Was ein Naamijoki überhaupt ist, warum ich das alles mache und was es außer dem Buch noch alles geben soll oder wird
Naamijoki ist Teil eines größeren Konzepts, einer kreativ-philosophisch-künstlerischen Art, sein Leben zu leben – mit wachem Bewusstsein und offenen Sinnen. Und natürlich hat auch Naamijoki selbst einen Eintrag im Wörterbuch der kuriosen Ortsnamen:

Naamijoki® (FIN), der/die/das:

Name für etwas, wofür es bisher noch keinen Namen gab und was man bisher umständlich beschreiben musste – seien es Gefühle, Emotionen, Verhaltensweisen, Eigenschaften, Anschauungen, Gegen-, Um- und Zustände, in Vergessenheit geratene geschichtliche Ereignisse, physikalische Phänomene sowie alles, was Du bisher am Fußball vielleicht noch nicht verstanden hast (zum Beispiel, warum Sportreporter verpflichtet sind, immer von einer bitteren Niederlage zu sprechen); zugleich ist es auch die Methode, für dies uns allen Vertraute sowie für überhaupt alle Phänomene unserer Welt passende und einprägsame, vor allem aber auch hübsche Bezeichnungen zu finden.

Mit Naamijokis (also mit den Wörtern) bzw. Naamijoki (als Methode) kommt man nicht nur leichter und vor allem auch heiterer durchs Leben, es ist auch eine Art, die Welt zu betrachten – eine Art Lebensphilosophie.

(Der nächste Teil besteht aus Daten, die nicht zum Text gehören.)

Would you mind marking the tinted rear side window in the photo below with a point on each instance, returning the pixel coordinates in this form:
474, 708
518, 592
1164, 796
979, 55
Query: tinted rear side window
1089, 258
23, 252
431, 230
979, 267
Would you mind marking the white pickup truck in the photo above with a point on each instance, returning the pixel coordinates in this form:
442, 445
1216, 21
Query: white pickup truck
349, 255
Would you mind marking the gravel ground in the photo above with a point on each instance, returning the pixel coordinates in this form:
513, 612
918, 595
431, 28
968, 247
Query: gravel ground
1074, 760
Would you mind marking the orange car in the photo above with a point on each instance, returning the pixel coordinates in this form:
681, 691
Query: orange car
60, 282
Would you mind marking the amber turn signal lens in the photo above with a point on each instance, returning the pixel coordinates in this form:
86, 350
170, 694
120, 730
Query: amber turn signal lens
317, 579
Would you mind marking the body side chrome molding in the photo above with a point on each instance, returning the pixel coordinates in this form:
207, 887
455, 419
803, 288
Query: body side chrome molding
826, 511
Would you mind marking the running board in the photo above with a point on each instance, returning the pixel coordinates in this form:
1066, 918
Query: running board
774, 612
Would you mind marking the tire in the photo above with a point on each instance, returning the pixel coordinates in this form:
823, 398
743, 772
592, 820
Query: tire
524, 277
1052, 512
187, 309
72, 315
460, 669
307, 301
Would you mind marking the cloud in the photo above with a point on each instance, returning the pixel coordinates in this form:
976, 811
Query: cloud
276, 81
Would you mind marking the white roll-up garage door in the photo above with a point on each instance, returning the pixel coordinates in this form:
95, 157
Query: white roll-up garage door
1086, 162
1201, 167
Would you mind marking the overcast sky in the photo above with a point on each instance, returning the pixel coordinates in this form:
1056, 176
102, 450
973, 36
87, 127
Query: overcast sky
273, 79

Naamijoki als Methode oder Prinzip ist auch nachhaltig und ressourcenschonend: Zum Benennen werden keine neuen Wörter gebraucht, sondern ich verwende Namen, die es schon gibt: passende Orts- und Städtenamen.

 

Warum ich das alles mache

In erster Linie natürlich, weil mir all das – das Ausdenken, das Mir-Ideen-zufliegen-lassen, Auf-alles-mögliche-achten, das Formulieren und Ausarbeiten und Immer-noch-mehr-auf-den-Punkt-bringen – unendlich viel Freude und Spaß macht. Und natürlich gewinnt ein solches Schreibprojekt im Laufe der Zeit auch eine eigene Dynamik: Ab irgendeinem Punkt hat es einen solchen Stellenwert bzw. – um es einmal physikalisch auszudrücken – eine solche Masse erreicht, dass es wie von selbst immer weitere Energie und Materie anzieht und im eigenen Leben einen eigenen kleinen Kosmos darstellt.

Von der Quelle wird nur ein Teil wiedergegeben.